手作り人形の魅力とは人が向き合うことで生まれる価値第3章 手仕事の価値を知る
土田人形は、現在も職人の手によって一つひとつ作られています。手作りという言葉を聞くと、「温もり」や「個性」を思い浮かべる方も多いかもしれません。
しかし、土田人形が大切にしているのは、単に手で作ることではありません。
人形一つひとつと向き合い、最後まで人の手で仕上げること。それが、土田人形のものづくりです。
手作りだから価値があるのではない
ものづくりには、さまざまな方法があります。機械によって正確に作られるものにも、多くの人へ届けられるという価値があります。
一方で、土田人形では、受け継がれた型を使いながらも、一つひとつ職人の手で仕上げています。
それぞれ異なる価値があるからこそ、土田人形は今も手仕事を大切にしています。
最後まで人が向き合う
- 原型を作ること
- 土を型へ流し込むこと
- 焼成を見守ること
- 色や柄を描くこと
- 面相を描き、人形に表情を与えること
どの工程にも、人が判断し、人が向き合う時間があります。土田人形のものづくりは、最後まで人の手と目で仕上げられています。
手仕事が生み出すもの
人が仕上げるからこそ、一つひとつに少しずつ違いが生まれます。
その違いは、同じものを作れないということではなく、それぞれに個性が宿るということ。
- やさしい表情
- 凛とした表情
- どこか愛嬌のある表情
そうした小さな違いが、人形との出会いを特別なものにしています。
暮らしの中で育つ価値
土田人形は、飾った瞬間に完成するものではありません。毎年飾り、季節を迎え、暮らしの中で少しずつ愛着が深まっていきます。人が向き合って作った人形だからこそ、人もまた、その人形と向き合いながら暮らしていく。

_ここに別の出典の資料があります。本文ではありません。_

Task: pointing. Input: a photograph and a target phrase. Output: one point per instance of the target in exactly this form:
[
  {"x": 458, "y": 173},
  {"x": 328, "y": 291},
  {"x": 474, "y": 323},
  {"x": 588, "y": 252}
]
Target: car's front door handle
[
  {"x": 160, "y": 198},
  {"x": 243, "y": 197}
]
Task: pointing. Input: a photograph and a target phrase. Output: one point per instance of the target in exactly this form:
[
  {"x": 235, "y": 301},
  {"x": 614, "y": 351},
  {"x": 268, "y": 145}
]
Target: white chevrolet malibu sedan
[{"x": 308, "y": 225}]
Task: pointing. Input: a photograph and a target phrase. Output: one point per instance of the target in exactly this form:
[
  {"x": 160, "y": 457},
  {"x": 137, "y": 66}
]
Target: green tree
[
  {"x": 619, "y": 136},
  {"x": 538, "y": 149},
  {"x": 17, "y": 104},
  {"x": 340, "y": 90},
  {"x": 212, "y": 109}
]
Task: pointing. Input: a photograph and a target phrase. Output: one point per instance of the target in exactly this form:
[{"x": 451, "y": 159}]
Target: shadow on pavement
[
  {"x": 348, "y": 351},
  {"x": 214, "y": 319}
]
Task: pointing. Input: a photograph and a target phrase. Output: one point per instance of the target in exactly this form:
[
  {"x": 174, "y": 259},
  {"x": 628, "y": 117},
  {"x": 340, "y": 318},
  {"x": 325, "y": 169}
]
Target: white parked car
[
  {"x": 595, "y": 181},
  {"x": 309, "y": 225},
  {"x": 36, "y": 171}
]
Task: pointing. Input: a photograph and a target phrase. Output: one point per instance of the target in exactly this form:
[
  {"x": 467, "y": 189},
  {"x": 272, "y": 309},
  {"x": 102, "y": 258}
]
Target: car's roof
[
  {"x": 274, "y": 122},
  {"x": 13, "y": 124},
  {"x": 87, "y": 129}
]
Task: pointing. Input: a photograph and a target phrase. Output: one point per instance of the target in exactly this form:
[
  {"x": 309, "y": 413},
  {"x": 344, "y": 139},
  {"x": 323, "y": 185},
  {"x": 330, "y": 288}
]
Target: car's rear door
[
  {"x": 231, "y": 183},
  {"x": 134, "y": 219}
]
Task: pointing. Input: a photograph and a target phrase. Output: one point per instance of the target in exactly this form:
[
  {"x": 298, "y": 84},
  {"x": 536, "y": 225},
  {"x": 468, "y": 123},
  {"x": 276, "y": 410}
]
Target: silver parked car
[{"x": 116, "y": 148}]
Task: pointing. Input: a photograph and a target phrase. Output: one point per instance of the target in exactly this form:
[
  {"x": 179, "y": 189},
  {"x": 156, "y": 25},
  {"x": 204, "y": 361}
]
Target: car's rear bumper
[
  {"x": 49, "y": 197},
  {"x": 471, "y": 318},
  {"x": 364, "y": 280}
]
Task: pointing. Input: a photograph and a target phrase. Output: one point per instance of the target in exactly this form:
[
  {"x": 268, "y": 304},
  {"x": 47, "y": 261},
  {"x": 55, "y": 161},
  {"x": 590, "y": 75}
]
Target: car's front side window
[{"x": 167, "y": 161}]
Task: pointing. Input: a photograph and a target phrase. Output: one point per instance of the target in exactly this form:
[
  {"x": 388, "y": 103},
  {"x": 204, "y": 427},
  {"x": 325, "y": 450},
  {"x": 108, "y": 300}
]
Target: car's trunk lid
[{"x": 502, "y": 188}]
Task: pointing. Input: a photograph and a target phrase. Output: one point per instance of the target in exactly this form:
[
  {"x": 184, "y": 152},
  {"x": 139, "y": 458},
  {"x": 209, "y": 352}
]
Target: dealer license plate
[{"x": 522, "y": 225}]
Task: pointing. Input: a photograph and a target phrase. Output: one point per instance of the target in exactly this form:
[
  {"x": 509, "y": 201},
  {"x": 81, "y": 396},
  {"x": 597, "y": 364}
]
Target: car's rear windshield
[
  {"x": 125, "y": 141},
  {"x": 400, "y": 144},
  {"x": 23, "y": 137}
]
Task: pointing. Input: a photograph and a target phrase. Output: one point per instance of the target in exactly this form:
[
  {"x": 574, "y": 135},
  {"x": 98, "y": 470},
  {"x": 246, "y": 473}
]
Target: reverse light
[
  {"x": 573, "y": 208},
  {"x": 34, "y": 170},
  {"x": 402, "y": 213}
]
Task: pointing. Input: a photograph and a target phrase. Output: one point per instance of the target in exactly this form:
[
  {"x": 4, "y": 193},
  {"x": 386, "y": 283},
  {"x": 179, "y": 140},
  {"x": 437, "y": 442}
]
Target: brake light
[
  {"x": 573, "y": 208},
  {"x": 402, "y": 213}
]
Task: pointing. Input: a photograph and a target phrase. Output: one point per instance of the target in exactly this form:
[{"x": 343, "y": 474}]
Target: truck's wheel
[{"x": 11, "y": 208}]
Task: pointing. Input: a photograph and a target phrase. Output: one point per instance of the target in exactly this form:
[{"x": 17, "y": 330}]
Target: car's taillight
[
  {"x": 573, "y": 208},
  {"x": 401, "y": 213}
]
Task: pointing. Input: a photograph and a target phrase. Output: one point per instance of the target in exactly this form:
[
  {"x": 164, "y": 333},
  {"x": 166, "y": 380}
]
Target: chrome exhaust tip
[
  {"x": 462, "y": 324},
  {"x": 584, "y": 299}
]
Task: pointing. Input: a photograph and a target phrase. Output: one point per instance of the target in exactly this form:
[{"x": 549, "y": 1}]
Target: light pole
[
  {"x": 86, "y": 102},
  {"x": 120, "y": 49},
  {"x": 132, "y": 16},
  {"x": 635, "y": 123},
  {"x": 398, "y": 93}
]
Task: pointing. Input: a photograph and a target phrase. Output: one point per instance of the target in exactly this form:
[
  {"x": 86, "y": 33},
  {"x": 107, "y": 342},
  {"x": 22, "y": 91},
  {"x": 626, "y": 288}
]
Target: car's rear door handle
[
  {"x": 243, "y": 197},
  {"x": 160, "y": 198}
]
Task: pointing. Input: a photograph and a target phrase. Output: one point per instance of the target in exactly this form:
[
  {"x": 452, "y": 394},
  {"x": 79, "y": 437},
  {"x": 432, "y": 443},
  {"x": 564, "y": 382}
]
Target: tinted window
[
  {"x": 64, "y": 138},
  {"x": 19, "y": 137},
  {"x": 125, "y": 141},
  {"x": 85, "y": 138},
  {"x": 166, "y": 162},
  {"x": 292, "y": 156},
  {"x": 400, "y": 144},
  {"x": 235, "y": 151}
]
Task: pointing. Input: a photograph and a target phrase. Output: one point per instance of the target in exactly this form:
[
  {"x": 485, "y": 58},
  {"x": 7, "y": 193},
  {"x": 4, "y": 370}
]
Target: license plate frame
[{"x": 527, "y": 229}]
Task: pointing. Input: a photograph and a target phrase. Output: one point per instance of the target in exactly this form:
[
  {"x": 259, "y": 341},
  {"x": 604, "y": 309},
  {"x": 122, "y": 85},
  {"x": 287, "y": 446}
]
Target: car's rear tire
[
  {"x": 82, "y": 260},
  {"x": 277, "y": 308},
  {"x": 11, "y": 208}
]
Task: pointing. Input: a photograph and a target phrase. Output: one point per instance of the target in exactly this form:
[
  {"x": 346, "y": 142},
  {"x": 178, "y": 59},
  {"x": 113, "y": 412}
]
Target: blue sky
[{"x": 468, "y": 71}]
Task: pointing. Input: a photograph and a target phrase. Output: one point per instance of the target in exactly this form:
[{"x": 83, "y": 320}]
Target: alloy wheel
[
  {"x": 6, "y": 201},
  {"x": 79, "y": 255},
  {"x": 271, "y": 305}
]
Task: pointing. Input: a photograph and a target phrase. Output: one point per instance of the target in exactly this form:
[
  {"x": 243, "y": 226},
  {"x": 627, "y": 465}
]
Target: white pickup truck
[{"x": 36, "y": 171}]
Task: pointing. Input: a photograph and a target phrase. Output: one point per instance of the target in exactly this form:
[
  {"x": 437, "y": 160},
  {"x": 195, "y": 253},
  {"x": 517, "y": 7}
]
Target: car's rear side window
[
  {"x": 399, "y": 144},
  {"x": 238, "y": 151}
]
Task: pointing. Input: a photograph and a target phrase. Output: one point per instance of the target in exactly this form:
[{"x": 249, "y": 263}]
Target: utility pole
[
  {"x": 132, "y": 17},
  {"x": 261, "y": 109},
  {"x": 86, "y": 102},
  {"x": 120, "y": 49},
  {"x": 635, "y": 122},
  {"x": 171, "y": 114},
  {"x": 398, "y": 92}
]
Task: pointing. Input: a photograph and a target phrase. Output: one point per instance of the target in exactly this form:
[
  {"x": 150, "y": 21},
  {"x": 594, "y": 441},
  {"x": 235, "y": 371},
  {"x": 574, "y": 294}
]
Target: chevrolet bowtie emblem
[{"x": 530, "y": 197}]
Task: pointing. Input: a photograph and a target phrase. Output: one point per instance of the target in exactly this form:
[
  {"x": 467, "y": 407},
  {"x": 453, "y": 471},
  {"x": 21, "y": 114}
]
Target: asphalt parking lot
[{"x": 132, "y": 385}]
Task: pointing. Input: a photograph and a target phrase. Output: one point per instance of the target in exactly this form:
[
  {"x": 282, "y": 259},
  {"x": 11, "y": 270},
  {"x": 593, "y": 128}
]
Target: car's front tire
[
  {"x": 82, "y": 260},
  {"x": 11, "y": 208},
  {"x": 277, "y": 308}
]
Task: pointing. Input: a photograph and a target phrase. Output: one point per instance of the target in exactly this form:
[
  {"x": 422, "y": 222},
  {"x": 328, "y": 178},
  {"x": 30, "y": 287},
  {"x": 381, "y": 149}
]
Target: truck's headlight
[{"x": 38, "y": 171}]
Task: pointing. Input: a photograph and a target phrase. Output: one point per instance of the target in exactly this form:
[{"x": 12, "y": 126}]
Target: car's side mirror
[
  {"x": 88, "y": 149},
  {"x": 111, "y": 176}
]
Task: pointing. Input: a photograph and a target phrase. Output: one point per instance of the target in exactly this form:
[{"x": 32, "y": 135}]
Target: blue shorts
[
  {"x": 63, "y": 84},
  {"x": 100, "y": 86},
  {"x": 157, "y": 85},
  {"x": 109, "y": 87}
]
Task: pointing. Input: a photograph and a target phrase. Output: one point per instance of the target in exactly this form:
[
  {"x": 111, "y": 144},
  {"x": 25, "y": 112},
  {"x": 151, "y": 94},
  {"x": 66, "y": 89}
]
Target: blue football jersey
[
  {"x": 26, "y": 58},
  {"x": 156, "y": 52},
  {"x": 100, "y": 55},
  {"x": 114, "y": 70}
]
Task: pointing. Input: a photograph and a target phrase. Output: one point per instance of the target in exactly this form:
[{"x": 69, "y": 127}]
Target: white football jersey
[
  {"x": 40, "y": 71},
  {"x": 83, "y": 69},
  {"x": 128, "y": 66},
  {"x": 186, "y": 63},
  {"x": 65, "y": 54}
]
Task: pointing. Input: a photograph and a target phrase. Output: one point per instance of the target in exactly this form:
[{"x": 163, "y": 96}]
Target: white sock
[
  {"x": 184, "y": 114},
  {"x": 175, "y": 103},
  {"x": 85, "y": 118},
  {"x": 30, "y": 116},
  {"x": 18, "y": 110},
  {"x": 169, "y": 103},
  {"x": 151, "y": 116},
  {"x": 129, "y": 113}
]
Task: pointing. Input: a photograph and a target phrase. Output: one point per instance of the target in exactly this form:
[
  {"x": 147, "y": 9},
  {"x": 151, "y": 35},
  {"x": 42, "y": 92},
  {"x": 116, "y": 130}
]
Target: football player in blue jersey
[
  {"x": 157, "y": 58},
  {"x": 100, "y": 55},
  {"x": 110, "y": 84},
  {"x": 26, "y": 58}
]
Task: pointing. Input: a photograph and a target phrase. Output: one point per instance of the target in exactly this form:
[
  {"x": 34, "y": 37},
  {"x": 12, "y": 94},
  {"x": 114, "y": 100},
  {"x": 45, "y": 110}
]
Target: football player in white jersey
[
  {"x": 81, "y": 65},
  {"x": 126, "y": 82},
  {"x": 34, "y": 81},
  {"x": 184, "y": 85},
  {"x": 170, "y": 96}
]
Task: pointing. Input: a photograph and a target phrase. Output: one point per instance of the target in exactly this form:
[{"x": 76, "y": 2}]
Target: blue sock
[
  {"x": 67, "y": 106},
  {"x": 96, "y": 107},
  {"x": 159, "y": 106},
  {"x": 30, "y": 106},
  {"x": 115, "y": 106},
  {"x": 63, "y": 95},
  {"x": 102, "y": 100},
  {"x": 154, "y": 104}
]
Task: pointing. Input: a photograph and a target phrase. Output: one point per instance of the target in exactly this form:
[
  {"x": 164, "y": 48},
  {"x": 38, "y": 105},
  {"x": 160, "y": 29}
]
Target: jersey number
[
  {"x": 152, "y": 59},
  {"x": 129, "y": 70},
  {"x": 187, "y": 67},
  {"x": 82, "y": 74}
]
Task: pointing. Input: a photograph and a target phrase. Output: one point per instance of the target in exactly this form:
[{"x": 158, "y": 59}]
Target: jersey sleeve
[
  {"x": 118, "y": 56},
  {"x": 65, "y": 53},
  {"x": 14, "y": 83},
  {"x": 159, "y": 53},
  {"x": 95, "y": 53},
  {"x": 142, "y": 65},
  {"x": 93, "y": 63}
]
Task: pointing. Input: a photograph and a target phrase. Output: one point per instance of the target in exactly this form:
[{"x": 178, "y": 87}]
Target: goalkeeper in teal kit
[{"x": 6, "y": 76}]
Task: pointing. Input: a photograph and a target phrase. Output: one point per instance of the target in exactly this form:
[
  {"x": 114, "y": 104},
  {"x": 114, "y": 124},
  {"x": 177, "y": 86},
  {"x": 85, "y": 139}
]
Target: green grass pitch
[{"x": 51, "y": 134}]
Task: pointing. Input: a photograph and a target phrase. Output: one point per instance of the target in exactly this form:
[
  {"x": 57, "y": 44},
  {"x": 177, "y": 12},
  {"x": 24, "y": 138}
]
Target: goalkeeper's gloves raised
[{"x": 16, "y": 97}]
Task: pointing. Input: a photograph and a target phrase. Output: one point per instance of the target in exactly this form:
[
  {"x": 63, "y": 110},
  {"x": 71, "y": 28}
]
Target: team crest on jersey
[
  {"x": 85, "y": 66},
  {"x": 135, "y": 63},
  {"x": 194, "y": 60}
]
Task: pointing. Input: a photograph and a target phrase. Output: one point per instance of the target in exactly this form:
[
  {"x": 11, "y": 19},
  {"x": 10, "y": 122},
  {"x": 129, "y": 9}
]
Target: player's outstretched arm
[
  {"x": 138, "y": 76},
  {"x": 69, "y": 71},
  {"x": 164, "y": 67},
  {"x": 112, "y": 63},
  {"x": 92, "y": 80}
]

それもまた、土田人形ならではの価値なのかもしれません。
土田人形が大切にしているのは、手作業そのものではありません。一つひとつの人形と向き合い、最後まで人の手で仕上げることです。
その積み重ねが、それぞれ異なる表情や個性を生み、長く暮らしに寄り添う土田人形ならではの価値につながっています。